Em síntese, a EaD está sendo projetada como instrumento para ampliar a mercantilização da educação. E isso interessa ao governo porque interessa a sua base empresarial de apoio.
4 – O corte de bolsas feito pela CAPES na semana passada pode inviabilizar pesquisas de pós-graduação por todo o país. O que este corte sinaliza para as universidades públicas e para os pesquisadores e pesquisadoras do país?
O corte faz parte da política de desestabilização da educação superior pública no Brasil, desdobramento da postura autoritária e da visão empobrecida de ciência, que citei anteriormente.

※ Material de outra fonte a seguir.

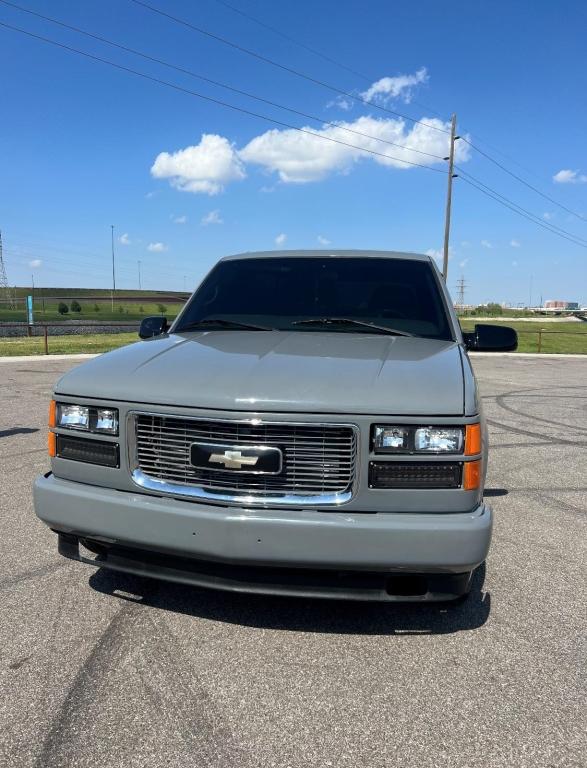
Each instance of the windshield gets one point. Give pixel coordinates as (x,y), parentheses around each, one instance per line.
(277,293)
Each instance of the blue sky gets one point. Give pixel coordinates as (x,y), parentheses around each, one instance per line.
(185,181)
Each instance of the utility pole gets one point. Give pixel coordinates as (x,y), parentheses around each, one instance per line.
(461,286)
(5,290)
(451,175)
(113,272)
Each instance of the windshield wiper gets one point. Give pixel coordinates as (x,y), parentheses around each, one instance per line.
(228,324)
(351,321)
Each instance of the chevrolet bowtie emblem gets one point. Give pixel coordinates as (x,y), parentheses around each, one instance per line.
(233,459)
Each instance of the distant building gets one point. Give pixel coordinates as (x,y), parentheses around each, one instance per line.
(558,304)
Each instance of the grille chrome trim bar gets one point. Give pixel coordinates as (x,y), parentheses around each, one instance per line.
(337,485)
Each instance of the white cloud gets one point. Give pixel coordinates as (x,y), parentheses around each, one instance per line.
(301,157)
(212,218)
(388,88)
(157,247)
(202,168)
(342,102)
(566,176)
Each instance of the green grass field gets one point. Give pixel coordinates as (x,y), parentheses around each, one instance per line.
(570,338)
(66,345)
(557,338)
(123,312)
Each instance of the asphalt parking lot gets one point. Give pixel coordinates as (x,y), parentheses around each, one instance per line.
(100,669)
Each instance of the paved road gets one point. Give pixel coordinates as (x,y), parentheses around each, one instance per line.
(107,670)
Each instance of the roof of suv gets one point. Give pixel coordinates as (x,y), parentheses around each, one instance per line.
(328,252)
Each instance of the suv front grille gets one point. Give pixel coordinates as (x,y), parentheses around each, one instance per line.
(319,460)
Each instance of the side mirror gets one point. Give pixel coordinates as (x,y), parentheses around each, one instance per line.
(491,338)
(153,326)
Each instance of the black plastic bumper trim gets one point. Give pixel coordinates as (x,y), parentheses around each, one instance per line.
(387,586)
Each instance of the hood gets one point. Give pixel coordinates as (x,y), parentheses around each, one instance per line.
(320,372)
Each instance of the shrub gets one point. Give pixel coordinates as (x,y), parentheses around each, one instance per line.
(494,309)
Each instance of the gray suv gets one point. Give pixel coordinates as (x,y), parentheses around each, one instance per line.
(309,425)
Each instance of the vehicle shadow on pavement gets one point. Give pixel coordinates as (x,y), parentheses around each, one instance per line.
(293,614)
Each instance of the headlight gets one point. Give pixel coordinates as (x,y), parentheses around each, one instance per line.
(87,418)
(438,440)
(73,416)
(406,439)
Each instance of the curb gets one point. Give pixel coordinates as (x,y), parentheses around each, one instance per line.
(540,355)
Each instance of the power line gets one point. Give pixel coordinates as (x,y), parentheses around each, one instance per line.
(292,40)
(273,63)
(211,99)
(368,79)
(521,212)
(321,54)
(335,89)
(213,82)
(521,208)
(523,181)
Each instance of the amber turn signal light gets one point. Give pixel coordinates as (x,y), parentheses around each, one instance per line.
(472,475)
(473,439)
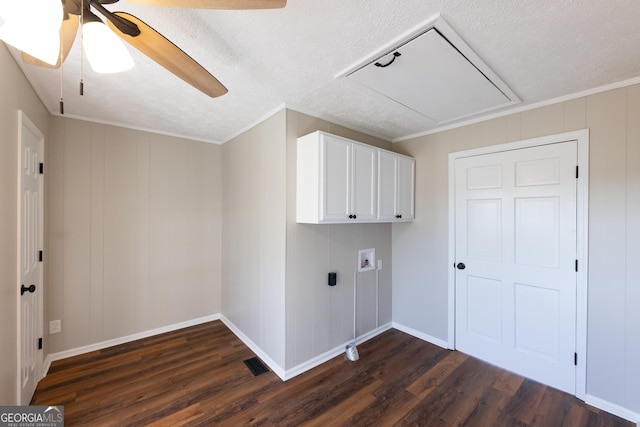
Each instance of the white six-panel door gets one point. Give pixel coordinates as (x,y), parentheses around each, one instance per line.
(30,268)
(515,250)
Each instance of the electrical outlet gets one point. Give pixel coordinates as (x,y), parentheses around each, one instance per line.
(55,327)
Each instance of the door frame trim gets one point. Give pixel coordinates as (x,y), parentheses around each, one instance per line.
(25,122)
(582,235)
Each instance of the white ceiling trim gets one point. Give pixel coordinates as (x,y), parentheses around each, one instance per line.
(522,108)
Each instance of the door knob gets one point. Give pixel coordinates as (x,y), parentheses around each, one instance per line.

Para ser mais objetivo e preciso, reproduzo uma formulação contida no Plano de Governo da candidatura Bolsonaro: “[As universidades] Devem desenvolver novos produtos, através de parcerias e pesquisas com a iniciativa privada. Fomentar o empreendedorismo para que o jovem saia da faculdade pensando em abrir uma empresa.”
Qual seria a importância da pós-graduação e da pesquisa nesse modelo bizarro de universidade? Simplesmente, não existe qualquer importância.
Em 2019, o presidente afirmou que o estudante de universidade pública “faz tudo, menos estudar”. Na mesma entrevista, ele afirmou: “Entre as 200 melhores universidades do mundo, tem alguma brasileira? Não tem! Isso é um vexame!”.
Com essa formulação, o presidente informa que as universidades brasileiras seriam dispensáveis.
Precisamos lembrar que esse governo não tem nenhum compromisso com a ideia de soberania nacional. Ao contrário, deseja aprofundar a nossa dependência econômica, política e científica ao novo cenário mundial. Para isso, precisa destruir tudo aquilo que pode sinalizar na direção contrária.
Isso me leva a afirmar que esse ataque não faz parte do rol das bizarrices governamentais cotidianas. Trata-se de um projeto de poder bem articulado que tem o apoio de certos empresários locais e estrangeiros.